L’avvio è sloveno (3-0), Boninfante chiama subito time out e al rientro in campo punto di Gutierrez. Ljubljana allunga ancora, il block in sull’attacco di Gutierrez e una successiva invasione biancorossa mandano a più sei gli sloveni (10-4) con Boninfante a chiamare il secondo time out a disposizione. Dentro Andringa e poco dopo cambio della diagonale, dentro Travica e Leon, sloveni in orbita (20-11), sono si corre veloci verso il quarto parziale, sono una infinità i set point sloveni (24-13) che chiudono con un ace di Marovt.

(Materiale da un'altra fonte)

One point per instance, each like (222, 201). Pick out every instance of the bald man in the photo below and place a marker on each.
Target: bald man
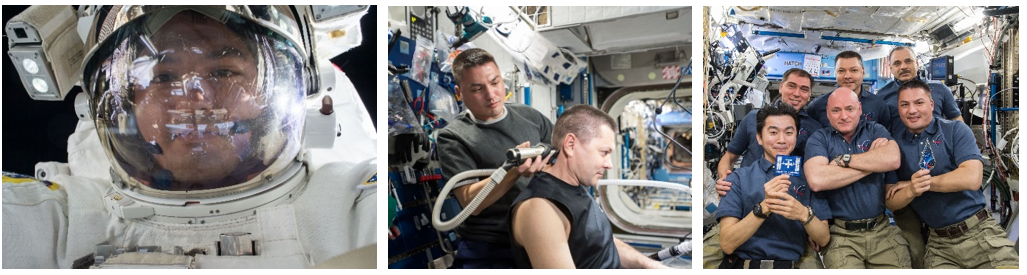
(850, 163)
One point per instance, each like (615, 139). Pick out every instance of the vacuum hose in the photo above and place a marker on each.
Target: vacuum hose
(514, 158)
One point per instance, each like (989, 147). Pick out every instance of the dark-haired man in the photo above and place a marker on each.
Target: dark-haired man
(850, 163)
(944, 166)
(765, 219)
(478, 140)
(849, 72)
(555, 223)
(904, 66)
(795, 90)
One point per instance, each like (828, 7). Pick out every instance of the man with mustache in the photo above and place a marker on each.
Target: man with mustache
(904, 66)
(479, 140)
(555, 223)
(850, 163)
(849, 72)
(944, 167)
(765, 219)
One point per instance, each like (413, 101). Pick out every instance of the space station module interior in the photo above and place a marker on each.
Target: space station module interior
(632, 63)
(973, 50)
(208, 136)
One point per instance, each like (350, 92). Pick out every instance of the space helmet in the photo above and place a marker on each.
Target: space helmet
(193, 102)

Parte bene Piacenza (0-2, 3-5) ma a quota cinque è parità. Biancorossi ancora avanti (7-10), due ace consecutivi sloveni riportano le sorti del parziale in parità a quota dieci. Il bandolo della matassa è in mano biancorossa, mani fuori di Bovolenta e block in di Mandiraci per il più tre (12-15) con time out sloveno. Piacenza guida ma Ljubljana rimane attaccata, ci pensa Bovolenta di potenza e poi con un ace (16-19) a fare allungare i suoi, l’ace di Simon vale quattro lunghezze di vantaggio (18-22) ma i padroni di casa fanno ancora sentire il fiato sul collo ai biancorossi (21-22). Il muro di Mandiraci vale il più due (21-23), sono due i match ball portati da Bovolenta (22-24), l’attacco out si Stern chiude la partita.

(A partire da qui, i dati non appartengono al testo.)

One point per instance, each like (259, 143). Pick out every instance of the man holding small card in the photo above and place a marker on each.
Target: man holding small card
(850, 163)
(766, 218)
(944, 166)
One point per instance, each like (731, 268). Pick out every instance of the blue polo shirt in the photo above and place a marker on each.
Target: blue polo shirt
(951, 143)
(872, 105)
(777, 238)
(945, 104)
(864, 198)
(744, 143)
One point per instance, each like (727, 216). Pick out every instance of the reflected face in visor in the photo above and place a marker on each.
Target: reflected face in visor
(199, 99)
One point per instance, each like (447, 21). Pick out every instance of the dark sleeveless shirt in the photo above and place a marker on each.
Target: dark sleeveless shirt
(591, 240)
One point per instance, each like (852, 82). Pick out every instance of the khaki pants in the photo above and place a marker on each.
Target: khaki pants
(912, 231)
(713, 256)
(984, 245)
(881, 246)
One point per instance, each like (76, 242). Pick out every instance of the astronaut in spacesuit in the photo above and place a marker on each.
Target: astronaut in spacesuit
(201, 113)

Dante Boninfante: “Volevamo arrivare fino in fondo e ci siamo riusciti, adesso manca ancora un passettino e vedremo di riuscire a farlo. Partita difficile, bravi i ragazzi nel quarto set a riprendersi subito dopo un terzo set difficoltoso. Dopo la gara con Modena si erano spese tante energie soprattutto mentali, sapevamo che non tutti oggi sarebbero stati al meglio ma la squadra ha giocato da squadra contro una formazione forte”.

Il tabellino

ACH Volley Ljubljana - Gas Sales Bluenergy Volley Piacenza 1-3 (19-25, 22-25, 25-13, 22-25)
ACH Volley Ljubljana: Urnaut 8, Krzic Janz 6, Stern21, Marovt 12, Pajenk 11, Ropret 1, Kovacic (L), Sket.Ne: Krzic Joast, Najdic, Sen, Prevorcnik, Verdinek (L). All. Kolakovic.
Gas Sales Bluenergy Volley Piacenza: Mandiraci 12, Comparoni 6, Bovolenta 18, Gutierrez 4, Simon 12, Porro 3, Loreti (L), Leon, Andringa 1, Travica, Galassi 1. Ne: Pace, Bergmann, Iyegbekedo (L). All. Boninfante.
Arbitri: Magdalena Niewiarowska (Polonia), Nuno Teixeira (Portogallo).
Note: durata set 24’, 24’, 20’ e 26’ per un totale di 94’. MVP: Alessandro Bovolenta. ACH Volley Ljubljana: battute sbagliate 19, ace 5, muri punto 10, errori in attacco 8, ricezione 43% (14% perfetta), attacco 49%. Gas Sales Bluenergy Volley Piacenza: battute sbagliate22, ace 5, muri punto 10, errori in attacco 4, ricezione39% (11% perfetta), attacco 48%.